Find the identity and invertible elements in Z of the binary operation * defined as a * b = a + b-4, `AA a, b in Z`.

To solve the problem of finding the identity and invertible elements in \( \mathbb{Z} \) for the binary operation defined as \( a * b = a + b - 4 \), we can follow these steps: ### Step 1: Find the Identity Element To find the identity element \( e \), we need to satisfy the condition: \[ a * e = a \] Substituting the operation into this equation gives: \[ a + e - 4 = a \] Now, we can simplify this equation: \[ e - 4 = 0 \] From this, we can solve for \( e \): \[ e = 4 \] Thus, the identity element is \( e = 4 \). ### Step 2: Find the Inverse Element Next, we need to find the inverse element for any \( a \in \mathbb{Z} \).
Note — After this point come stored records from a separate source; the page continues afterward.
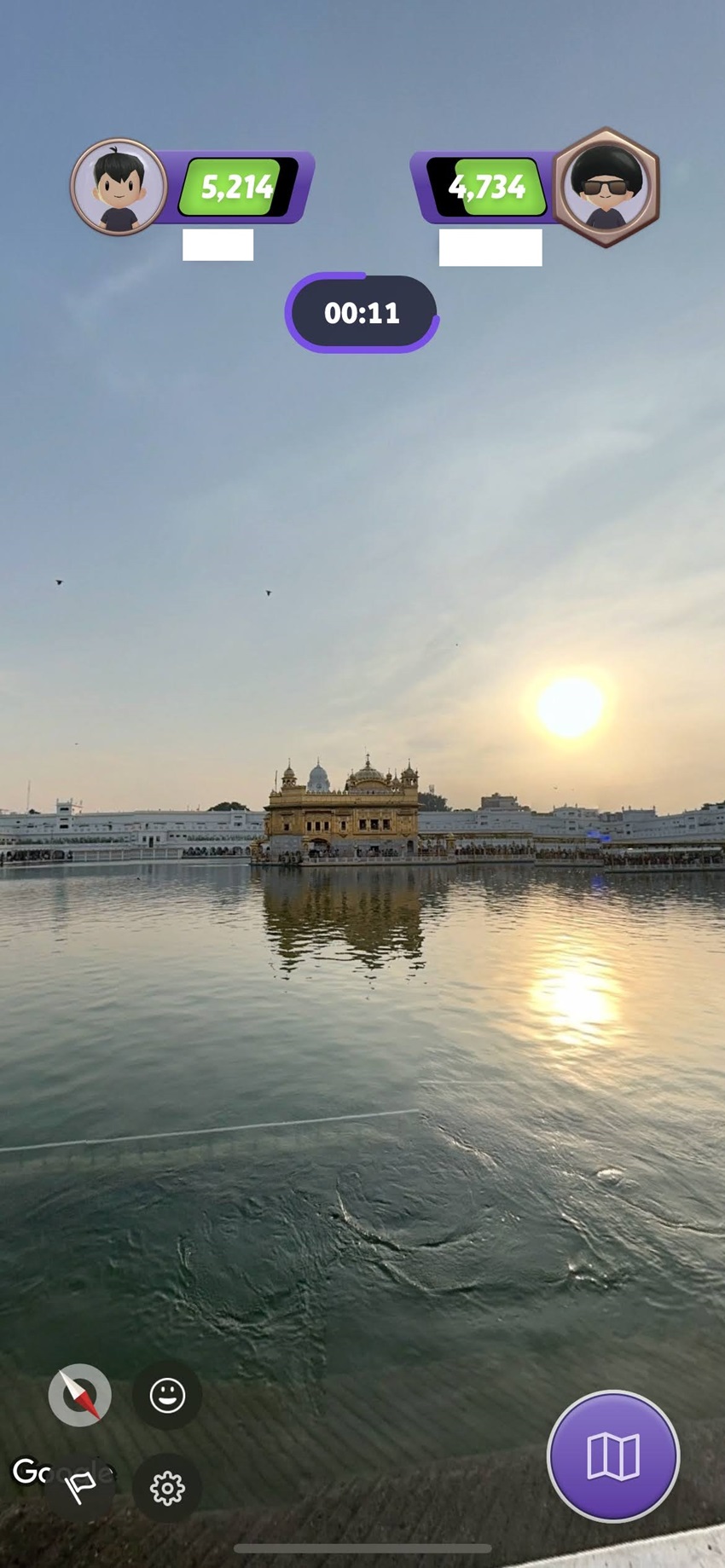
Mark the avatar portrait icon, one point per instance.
(606, 187)
(118, 187)
(606, 176)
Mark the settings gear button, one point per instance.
(166, 1487)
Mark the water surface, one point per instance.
(548, 1220)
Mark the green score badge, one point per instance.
(228, 187)
(499, 187)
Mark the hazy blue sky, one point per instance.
(537, 493)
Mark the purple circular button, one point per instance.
(612, 1457)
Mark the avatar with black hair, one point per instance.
(606, 176)
(118, 182)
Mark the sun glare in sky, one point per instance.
(570, 708)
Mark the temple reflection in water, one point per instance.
(374, 911)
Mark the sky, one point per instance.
(537, 493)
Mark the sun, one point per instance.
(570, 708)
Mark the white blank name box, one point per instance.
(490, 248)
(217, 245)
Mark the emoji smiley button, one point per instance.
(166, 1394)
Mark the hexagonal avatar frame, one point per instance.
(629, 179)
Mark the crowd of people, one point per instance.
(201, 850)
(20, 857)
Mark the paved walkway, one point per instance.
(691, 1549)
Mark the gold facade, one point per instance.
(372, 809)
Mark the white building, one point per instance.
(143, 828)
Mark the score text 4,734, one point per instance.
(498, 185)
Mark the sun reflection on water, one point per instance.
(577, 1001)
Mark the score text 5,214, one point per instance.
(218, 187)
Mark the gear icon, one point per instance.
(166, 1489)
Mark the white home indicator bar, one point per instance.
(490, 246)
(217, 245)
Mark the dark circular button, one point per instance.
(166, 1487)
(80, 1487)
(166, 1394)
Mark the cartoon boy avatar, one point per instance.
(606, 176)
(118, 184)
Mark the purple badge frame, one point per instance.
(420, 170)
(176, 165)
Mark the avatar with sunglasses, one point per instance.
(606, 176)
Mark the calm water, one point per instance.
(549, 1218)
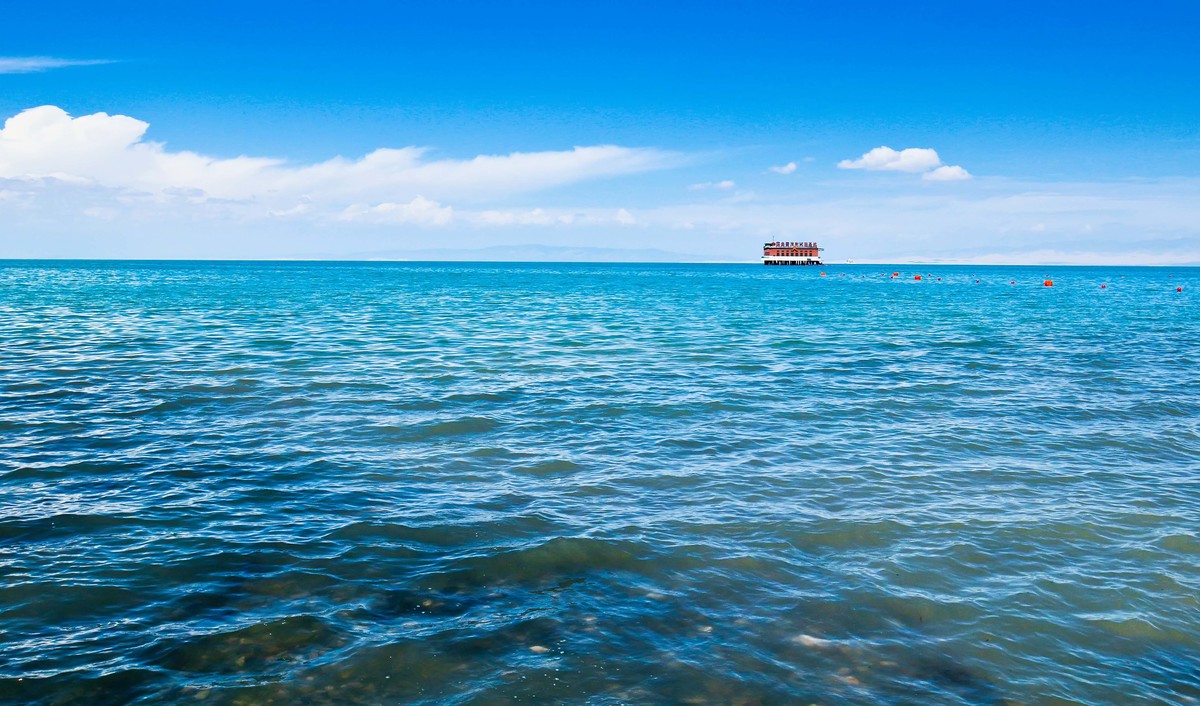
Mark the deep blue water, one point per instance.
(294, 483)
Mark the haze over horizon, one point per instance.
(984, 133)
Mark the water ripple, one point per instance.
(281, 483)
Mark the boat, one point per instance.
(791, 253)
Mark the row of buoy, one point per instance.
(1047, 282)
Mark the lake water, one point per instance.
(433, 483)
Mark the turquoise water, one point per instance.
(292, 483)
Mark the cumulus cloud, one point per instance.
(37, 64)
(112, 151)
(947, 173)
(885, 159)
(706, 185)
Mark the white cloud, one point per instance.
(885, 159)
(37, 64)
(589, 216)
(706, 185)
(419, 211)
(947, 173)
(111, 150)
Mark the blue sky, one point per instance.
(1079, 129)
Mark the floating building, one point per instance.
(802, 253)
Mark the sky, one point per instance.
(941, 131)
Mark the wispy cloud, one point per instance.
(39, 64)
(912, 160)
(111, 151)
(947, 173)
(721, 185)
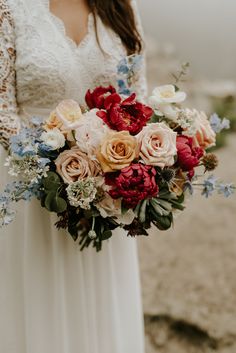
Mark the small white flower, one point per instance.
(163, 100)
(90, 132)
(53, 138)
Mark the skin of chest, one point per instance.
(74, 14)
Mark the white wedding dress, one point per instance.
(54, 298)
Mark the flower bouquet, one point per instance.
(119, 163)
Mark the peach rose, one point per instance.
(73, 165)
(157, 145)
(205, 137)
(117, 151)
(69, 113)
(53, 122)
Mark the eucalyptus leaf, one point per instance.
(55, 203)
(106, 235)
(51, 182)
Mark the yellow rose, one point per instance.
(117, 151)
(69, 112)
(53, 122)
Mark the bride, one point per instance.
(54, 298)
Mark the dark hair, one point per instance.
(119, 16)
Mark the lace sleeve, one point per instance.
(141, 82)
(9, 121)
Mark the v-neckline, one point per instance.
(61, 26)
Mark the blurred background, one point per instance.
(189, 273)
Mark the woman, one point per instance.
(53, 298)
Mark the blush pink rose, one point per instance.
(73, 165)
(157, 145)
(205, 137)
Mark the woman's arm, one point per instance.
(9, 121)
(141, 82)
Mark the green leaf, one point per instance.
(51, 182)
(55, 203)
(124, 209)
(106, 235)
(142, 212)
(162, 222)
(177, 205)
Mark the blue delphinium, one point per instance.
(209, 186)
(127, 71)
(219, 124)
(7, 214)
(226, 189)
The inverse element \( x \) must satisfy: \[ a * x = e \] Since we found \( e = 4 \), we can write: \[ a * x = 4 \] Substituting the operation gives: \[ a + x - 4 = 4 \] Now, we can simplify this equation: \[ a + x = 4 + 4 \] This simplifies to: \[ a + x = 8 \] Now, we can solve for \( x \): \[ x = 8 - a \] Thus, the inverse element of \( a \) is \( x = 8 - a \). ### Summary of Results - The identity element in \( \mathbb{Z} \) for the operation \( * \) is \( 4 \). - The inverse element of any \( a \in \mathbb{Z} \) is \( 8 - a \).